В начале века р. Самара была вполне приличной и полноводной рекой. В половодье река выходила из берегов и заливала весь луг и половину городского сада.
Рассказывали, что бывали особенно сильные половодья, когда у домов на набережной заливало погреба, подвалы и даже дворы, но таких случаев за 20 лет было 2–3. Таким образом в половодье вода доходила до улицы.
Кроме Самары, в черте города, за городским садом впадала маленькая речушка Домашка в крутых берегах. Сейчас остался один овраг, сплошь засаженный и застроенный садовыми участками, а в детстве я в Домашке сам ловил пескарей и красноперок. От дома, где жил я на ул. Оренбургской (позже Куйбышева), до Домашки было ближе, чем до Самары.
В нескольких километрах от Бузулука в р. Самару впадала река Ток, текущая с северо-востока, а западнее города в реку Самару впадала р. Бузулук со стороны юго-запада. Все близкие речки были рыбные.
В семье рыбалкой занимались серьезно.

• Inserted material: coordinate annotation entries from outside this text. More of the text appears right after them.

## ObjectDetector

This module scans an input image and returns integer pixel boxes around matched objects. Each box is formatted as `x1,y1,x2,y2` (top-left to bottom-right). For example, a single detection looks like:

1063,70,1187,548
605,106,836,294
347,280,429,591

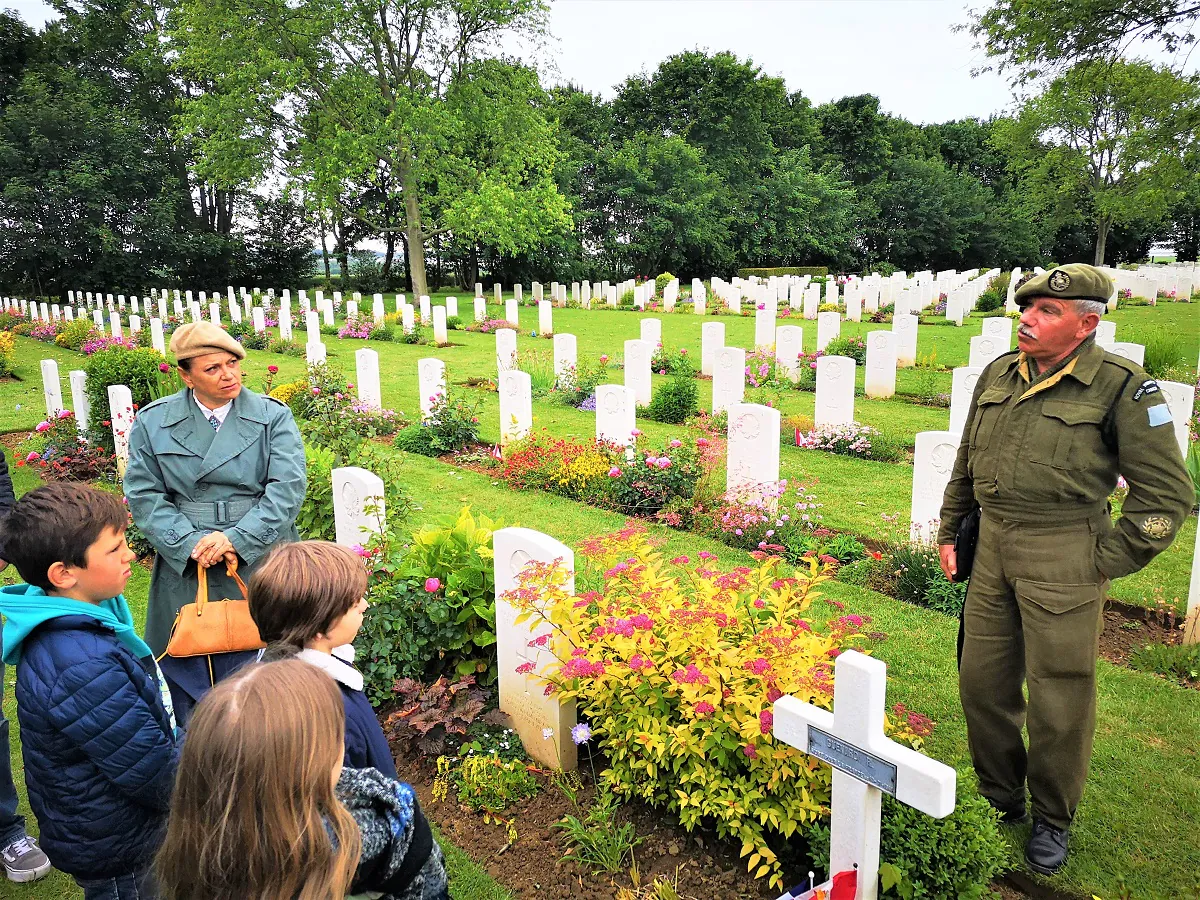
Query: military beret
1013,263,1116,307
170,322,246,361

Орудия лова были в достаточном количестве и содержались бережно.
Составных удилищ тогда не было, видимо, еще не изобрели, поэтому удилища были черемуховые, длинные, но цельные, для поплавкового лова или лова нахлестом. Короткие – для донок, здесь иногда применялись колокольчики.

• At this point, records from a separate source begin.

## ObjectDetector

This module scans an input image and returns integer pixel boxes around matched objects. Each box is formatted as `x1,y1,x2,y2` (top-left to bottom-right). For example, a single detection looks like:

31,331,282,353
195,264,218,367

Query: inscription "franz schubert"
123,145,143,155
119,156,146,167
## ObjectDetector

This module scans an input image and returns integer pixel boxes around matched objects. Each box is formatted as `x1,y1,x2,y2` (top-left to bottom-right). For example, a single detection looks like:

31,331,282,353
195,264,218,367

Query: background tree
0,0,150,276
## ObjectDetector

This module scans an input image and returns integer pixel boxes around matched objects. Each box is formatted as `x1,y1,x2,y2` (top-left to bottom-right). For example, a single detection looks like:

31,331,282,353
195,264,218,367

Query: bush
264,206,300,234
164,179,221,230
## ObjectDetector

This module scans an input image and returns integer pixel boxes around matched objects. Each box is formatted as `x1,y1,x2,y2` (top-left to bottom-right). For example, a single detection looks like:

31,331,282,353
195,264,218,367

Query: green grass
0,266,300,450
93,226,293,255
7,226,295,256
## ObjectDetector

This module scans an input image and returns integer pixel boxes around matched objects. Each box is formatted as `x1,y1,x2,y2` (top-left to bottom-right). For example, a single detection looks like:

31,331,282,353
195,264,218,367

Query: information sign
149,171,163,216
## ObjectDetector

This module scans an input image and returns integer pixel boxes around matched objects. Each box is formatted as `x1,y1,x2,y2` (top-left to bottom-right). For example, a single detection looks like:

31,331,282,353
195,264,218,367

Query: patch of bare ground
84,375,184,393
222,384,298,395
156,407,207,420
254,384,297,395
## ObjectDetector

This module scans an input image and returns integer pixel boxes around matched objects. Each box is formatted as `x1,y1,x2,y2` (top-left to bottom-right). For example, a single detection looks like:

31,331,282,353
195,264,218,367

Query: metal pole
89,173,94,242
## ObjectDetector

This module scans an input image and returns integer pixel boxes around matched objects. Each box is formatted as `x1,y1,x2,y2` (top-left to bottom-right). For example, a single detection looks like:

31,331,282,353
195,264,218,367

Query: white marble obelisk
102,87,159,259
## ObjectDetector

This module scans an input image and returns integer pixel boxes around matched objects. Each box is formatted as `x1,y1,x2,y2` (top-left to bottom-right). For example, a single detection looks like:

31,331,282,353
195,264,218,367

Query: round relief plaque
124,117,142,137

Капроновых лесок не было. Самые ценные лески были волосяные (с узелками), манильские и шелковые (различной толщины). Для младших детей, а в рыбалках участвовали мальчики лет с пяти, применялись и простые суровые нитки.
Поплавки обычно делали сами из пробок или гусиных перьев. Готовых к действию удилищ было много, не менее двух десятков. Кроме того, черемуховые хлысты (предварительно распаренные) висели в сарае с грузами, для выравнивания. Спиннинги тоже появились позже.
Кроме удилищ были и другие снасти: переметы (длинный шнур с множеством подвесок из лески с крючками на конце), небольшой бредень, назывался пятерик (длиной сеть была 5 сажен).
Из сетки, которую плели сами, изготовлялись сачки, садки и вертеля.